Thursday, September 6, 2007

Miscallaenous stuff

First, I cannot help but find Confederate flags. This time, there was some stand selling “Flags of the World,” like the Union Jack and Stars and Stripes…and soccer club’s flags…and, as you guessed from the first sentence in the graf, the Stars and Bars itself. Once a coincidence, twice a pattern, three times…? (I’m certain I’ve misremembered this aphorism.)

******

Watched some British TV today. Specifically infomercials, reality TV and a skit show. Translation: we were bored and had time. Rare enough with this seminar. Anyway, it was interesting to compare these with their American counterparts.

The infomercials were far less entertaining than their American counterparts.

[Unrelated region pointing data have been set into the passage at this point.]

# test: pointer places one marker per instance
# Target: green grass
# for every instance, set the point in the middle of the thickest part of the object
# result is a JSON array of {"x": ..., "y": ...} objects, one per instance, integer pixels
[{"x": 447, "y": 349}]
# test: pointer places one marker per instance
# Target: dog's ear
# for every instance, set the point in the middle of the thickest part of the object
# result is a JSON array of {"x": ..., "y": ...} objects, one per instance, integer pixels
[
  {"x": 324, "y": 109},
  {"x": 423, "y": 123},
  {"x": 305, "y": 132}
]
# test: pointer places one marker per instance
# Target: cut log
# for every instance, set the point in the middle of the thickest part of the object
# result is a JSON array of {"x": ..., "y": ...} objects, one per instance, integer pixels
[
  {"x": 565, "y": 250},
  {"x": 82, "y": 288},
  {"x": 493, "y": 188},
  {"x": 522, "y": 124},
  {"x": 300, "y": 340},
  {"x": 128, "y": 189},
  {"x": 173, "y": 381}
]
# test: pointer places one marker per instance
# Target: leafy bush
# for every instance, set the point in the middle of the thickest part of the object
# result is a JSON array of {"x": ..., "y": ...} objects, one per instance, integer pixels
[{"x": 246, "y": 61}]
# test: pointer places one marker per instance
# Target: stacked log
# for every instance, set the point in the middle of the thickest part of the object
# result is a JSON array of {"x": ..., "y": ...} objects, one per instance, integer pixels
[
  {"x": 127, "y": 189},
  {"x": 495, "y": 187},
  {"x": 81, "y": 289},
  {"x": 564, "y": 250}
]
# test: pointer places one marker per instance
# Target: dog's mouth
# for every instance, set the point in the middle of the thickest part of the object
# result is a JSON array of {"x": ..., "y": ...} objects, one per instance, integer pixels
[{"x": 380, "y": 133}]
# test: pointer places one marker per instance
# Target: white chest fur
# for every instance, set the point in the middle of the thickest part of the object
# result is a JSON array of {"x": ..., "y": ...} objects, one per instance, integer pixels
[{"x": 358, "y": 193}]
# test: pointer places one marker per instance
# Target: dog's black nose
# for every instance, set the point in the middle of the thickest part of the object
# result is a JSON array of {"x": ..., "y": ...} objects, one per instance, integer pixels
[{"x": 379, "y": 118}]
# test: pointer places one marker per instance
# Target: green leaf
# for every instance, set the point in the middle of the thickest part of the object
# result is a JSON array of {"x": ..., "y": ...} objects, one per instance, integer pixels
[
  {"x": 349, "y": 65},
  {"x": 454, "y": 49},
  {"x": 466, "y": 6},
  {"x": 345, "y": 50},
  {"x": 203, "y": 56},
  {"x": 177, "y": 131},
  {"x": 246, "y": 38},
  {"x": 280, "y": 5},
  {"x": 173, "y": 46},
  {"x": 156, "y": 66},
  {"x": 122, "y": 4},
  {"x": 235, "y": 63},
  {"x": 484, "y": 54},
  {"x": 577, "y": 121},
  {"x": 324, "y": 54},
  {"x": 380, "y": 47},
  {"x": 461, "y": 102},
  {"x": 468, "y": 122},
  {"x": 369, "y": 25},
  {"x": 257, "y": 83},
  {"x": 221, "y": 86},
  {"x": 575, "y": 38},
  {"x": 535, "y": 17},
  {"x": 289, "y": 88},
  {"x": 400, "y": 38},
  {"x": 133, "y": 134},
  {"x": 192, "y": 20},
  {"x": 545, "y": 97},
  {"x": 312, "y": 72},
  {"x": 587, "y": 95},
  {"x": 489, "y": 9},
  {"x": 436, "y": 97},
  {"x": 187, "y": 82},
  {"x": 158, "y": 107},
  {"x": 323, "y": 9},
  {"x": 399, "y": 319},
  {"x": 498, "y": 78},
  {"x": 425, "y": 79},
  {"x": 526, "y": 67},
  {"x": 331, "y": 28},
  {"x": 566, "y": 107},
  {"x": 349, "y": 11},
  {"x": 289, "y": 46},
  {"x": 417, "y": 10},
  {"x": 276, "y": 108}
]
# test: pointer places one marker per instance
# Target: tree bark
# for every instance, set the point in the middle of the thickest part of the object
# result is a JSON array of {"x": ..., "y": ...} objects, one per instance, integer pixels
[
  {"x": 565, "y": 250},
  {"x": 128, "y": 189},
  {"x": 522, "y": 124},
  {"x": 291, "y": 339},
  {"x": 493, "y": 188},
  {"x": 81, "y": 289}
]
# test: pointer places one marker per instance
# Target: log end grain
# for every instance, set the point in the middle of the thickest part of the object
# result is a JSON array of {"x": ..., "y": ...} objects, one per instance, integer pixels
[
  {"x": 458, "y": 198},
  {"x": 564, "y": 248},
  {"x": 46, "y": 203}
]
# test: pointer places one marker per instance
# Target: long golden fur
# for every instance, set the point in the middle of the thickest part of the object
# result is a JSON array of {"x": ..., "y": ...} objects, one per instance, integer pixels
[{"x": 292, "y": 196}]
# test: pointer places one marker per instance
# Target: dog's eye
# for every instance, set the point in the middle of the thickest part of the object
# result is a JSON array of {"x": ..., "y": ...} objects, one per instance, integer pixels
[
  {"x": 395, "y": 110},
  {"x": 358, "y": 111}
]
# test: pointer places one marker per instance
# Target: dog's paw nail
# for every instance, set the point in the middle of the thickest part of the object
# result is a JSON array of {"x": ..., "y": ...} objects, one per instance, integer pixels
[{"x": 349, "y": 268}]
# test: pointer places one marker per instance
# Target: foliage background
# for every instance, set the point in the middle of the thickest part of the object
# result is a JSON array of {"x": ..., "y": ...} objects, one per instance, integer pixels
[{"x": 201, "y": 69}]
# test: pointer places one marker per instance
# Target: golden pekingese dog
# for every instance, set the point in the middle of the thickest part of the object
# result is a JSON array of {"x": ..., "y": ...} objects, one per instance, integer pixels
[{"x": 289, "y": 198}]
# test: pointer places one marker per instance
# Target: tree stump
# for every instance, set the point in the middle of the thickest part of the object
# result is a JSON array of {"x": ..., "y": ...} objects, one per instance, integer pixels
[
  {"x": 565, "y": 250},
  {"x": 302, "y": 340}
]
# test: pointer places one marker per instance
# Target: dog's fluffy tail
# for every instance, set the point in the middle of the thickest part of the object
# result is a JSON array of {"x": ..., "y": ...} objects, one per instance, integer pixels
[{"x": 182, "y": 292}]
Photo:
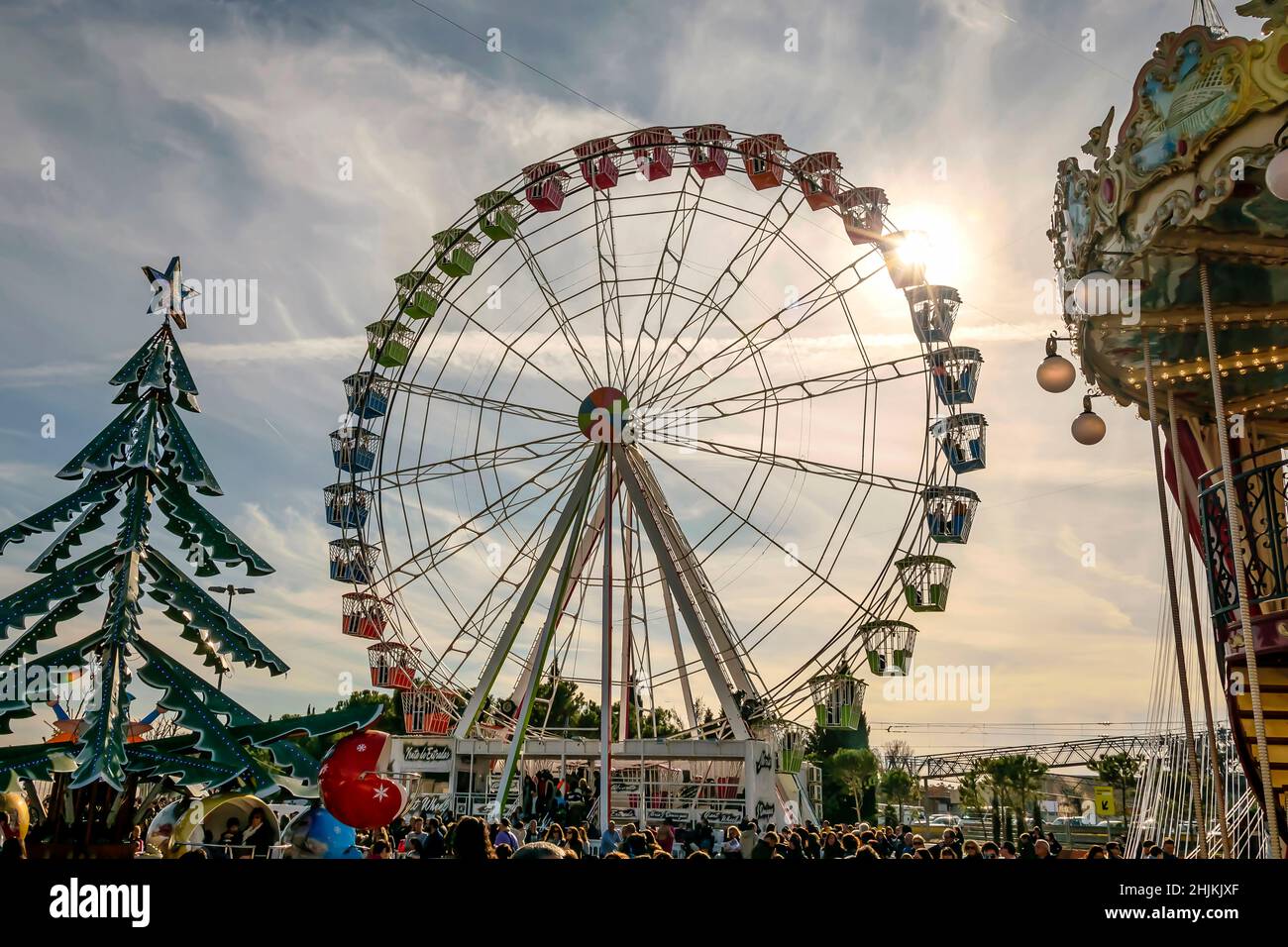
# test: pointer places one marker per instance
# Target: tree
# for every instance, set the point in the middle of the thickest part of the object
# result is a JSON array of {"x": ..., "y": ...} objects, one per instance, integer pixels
[
  {"x": 898, "y": 788},
  {"x": 1029, "y": 774},
  {"x": 855, "y": 770},
  {"x": 1119, "y": 770},
  {"x": 971, "y": 788},
  {"x": 146, "y": 458}
]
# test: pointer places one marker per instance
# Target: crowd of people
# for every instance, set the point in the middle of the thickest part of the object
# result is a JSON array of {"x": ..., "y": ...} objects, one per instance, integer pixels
[{"x": 473, "y": 839}]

In fact, their sole entertainment came from comparing it unfavorably with American infomercials. American infomercials work by taking a ridiculous product with applications in a marginal niche of life, and making its utility plausible for you. They do this by such means as midgets or ridiculously dorky Asians (the better to hold yourself superior, and get you to ask the question, “If that [insert pathetic human being here] can do it, why can’t I?”) and overly-eager testimonials. They promise fantastic benefits: $7000/month from working at home with complete control of your own hours or domestic tranquility. This is highly entertaining; the artifice is so obvious.

British infomercials, on the other hand, are completely boring. They are shot (cinematography-wise) in the same style as American infomercials: there is the same film feeling (I don’t know how to describe it other than a clean realness, neither brightened nor darkened excessively) with a singleminded focus on the product, with perhaps occasional glances of happy consumers. But there are no utopias promised, nor midgets doing the promising. The products are quotidian. The first one we watched was of a paint roller, and that sums up the whole experience.

*****

I really love the Office. It is extremely well-written, for a few reasons. First, it succeeds at creating a number of interesting characters. Furthermore, it can vary its tones because, unlike many comedies on TV especially, we don’t simply laugh at the characters, but with the characters. The variation and modulation of tone in the Office allows the Steve Carrell character to be extremely frustrating and obtuse and yet not unbearable. It has both humor and wise insight. I’ve come late to the show, but I think the praise is deserved.

*****

I had a George H.W. Bush moment today. Instead of a barcode scanner, it was an automated checkout counter. It seemed so simple in practice, and yet it broke down on me (I mean they had to get a technician and everything). I guess I’m not ready for the future and should be voted out of any office I hold for this dramatic display of world-blindness.